What is the fastest deterministic primality test for numbers in the range 2^1024 to 2^4096?

Question

I am writing an implementation of a cryptography protocol. So far I\'ve been having a difficult time finding the fastest deterministic primality test for 1024-bit to 4096-bit i

Answer 1

This article is answering your question:

PRIMALITY TESTING by Richard P. Brent: http://cs.anu.edu.au/student/comp4600/lectures/comp4600_primality.pdf

It compares in complexity and in "real world speed" the 3 algorithms.

Answer 2

I'm new, so i can't comment on the above link, but here is the internet archive link to that article:

https://web.archive.org/web/20110414142105/http://cs.anu.edu.au/student/comp4600/lectures/comp4600_primality.pdf

Answer 3

The fastest proof methods for this size would be APR-CL (e.g. mpz_aprcl) and ECPP (e.g. Primo or ecpp-dj). APR-CL is deterministic and almost polynomial time, while ECPP is randomized but the answer returned is proven, not probabilistic. Alternately, use a constructive method for proven primes such as Maurer's methods or Shawe-Taylor. These are methods for quickly generating random n-bit primes created by building up Pocklington-style proofs. From a practical point of view, if you are generating the random candidates rather than receiving them from a third party then the error rates for Miller-Rabin are extraordinarily low, and almost all people in this case are satisfied with multiple Miller-Rabin tests using random bases, possibly with a strong Lucas test in addition. See FIPS 186-4 for lots of info on constructive methods and recommendations for probable prime testing.

Times are shown in this graph for a selection of random n-digit primes run through trial division, BPSW (an efficient probable prime test), two versions of AKS, APR-CL, and ECPP. This shows how AKS compares to the other methods.

I didn't add deterministic M-R as I assume you're not talking about 64-bit inputs, and over that you have to either test n/4 bases or prove the Riemann Hypothesis so you only have to test 2*log^2(n) bases.
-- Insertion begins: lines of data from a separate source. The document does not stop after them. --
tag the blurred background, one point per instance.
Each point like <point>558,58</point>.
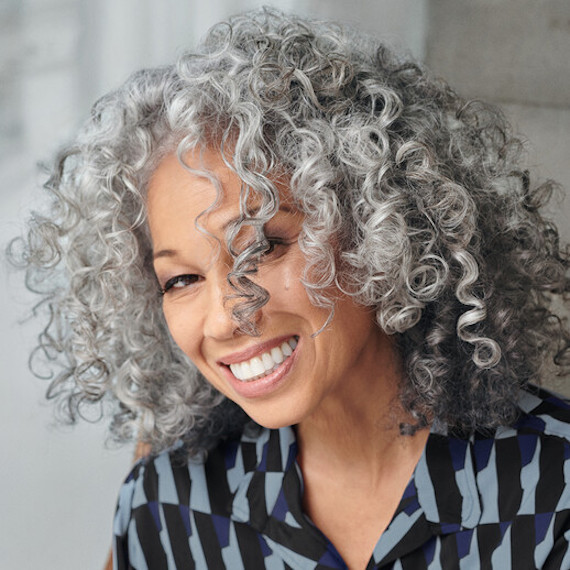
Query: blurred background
<point>58,485</point>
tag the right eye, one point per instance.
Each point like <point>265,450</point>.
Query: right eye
<point>179,282</point>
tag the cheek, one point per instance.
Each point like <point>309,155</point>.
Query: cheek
<point>183,330</point>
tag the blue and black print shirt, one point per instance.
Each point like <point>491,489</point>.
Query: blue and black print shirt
<point>499,501</point>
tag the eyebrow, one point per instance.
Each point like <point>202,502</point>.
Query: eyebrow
<point>173,252</point>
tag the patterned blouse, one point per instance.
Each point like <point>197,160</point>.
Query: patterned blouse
<point>499,500</point>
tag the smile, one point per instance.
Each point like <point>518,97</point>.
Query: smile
<point>265,363</point>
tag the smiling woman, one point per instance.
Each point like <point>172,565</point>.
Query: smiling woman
<point>321,286</point>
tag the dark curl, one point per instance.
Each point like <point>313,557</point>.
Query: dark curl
<point>415,204</point>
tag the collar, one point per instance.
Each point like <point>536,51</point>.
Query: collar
<point>441,498</point>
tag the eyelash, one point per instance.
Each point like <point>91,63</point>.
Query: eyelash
<point>171,283</point>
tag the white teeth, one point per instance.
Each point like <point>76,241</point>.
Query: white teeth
<point>246,371</point>
<point>261,365</point>
<point>236,369</point>
<point>277,355</point>
<point>257,366</point>
<point>268,363</point>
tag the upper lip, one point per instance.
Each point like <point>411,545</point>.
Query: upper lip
<point>252,351</point>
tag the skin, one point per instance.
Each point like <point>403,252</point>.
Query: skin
<point>339,388</point>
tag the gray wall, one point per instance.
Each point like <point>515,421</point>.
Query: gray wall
<point>56,56</point>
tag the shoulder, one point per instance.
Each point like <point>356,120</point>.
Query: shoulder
<point>204,483</point>
<point>525,466</point>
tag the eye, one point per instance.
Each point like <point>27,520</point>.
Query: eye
<point>274,243</point>
<point>179,282</point>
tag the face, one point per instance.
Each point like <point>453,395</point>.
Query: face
<point>286,375</point>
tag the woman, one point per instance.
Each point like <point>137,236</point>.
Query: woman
<point>320,285</point>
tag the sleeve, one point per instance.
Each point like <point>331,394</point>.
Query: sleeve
<point>559,557</point>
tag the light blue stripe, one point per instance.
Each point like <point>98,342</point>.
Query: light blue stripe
<point>544,548</point>
<point>556,427</point>
<point>136,556</point>
<point>501,557</point>
<point>529,477</point>
<point>273,484</point>
<point>397,529</point>
<point>237,472</point>
<point>166,486</point>
<point>436,562</point>
<point>472,560</point>
<point>231,554</point>
<point>196,547</point>
<point>165,540</point>
<point>566,560</point>
<point>465,479</point>
<point>487,481</point>
<point>292,558</point>
<point>199,500</point>
<point>426,492</point>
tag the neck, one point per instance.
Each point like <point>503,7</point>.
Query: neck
<point>358,429</point>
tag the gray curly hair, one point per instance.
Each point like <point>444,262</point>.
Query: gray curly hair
<point>414,203</point>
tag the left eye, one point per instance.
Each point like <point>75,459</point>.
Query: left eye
<point>179,282</point>
<point>273,243</point>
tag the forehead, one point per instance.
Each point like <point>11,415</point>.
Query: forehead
<point>203,187</point>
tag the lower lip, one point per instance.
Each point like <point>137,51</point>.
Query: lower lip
<point>266,385</point>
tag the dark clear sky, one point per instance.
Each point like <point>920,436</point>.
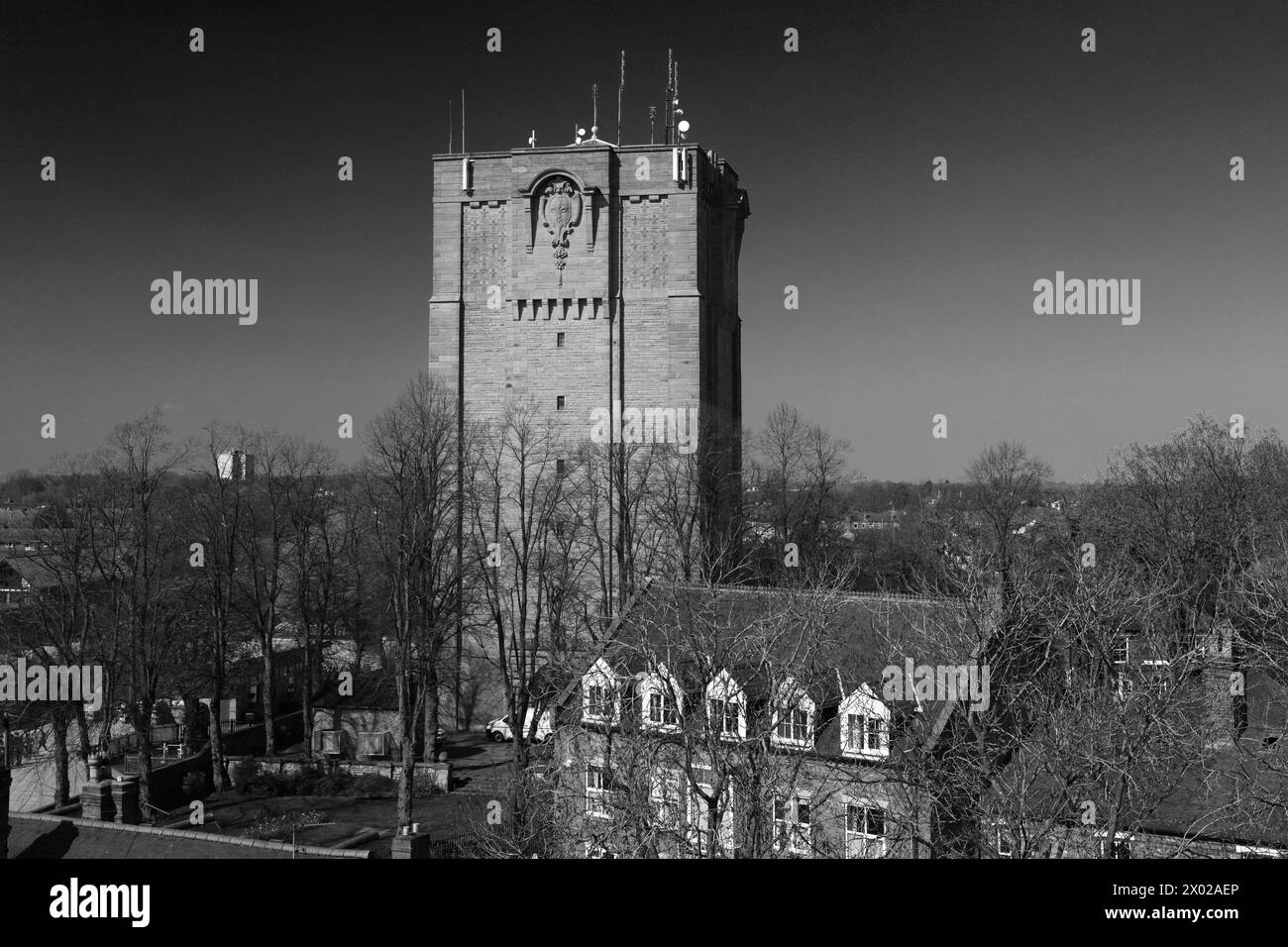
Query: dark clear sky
<point>915,296</point>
Neither one is attractive compared to our other options even if you use the latter without a proof. In practice the Bach version is faster than AKS as expected, but noticeably slower than ECPP and APR-CL in my tests with C+GMP. I haven't looked at asymptotics, but at 300 digits it is over 100x slower. Hence I don't see any point vs. APR-CL (Det M-R is slower) or ECPP (Det M-R is slower and ECPP gives you a certificate to boot).

Brent's paper can be found in this UMS10 version from 2010 as well as a similar version from 2006. It basically agrees with what I've found from more modern implementations in C+GMP of the various algorithms. AKS is a landmark theoretical result, but is of no current practical use.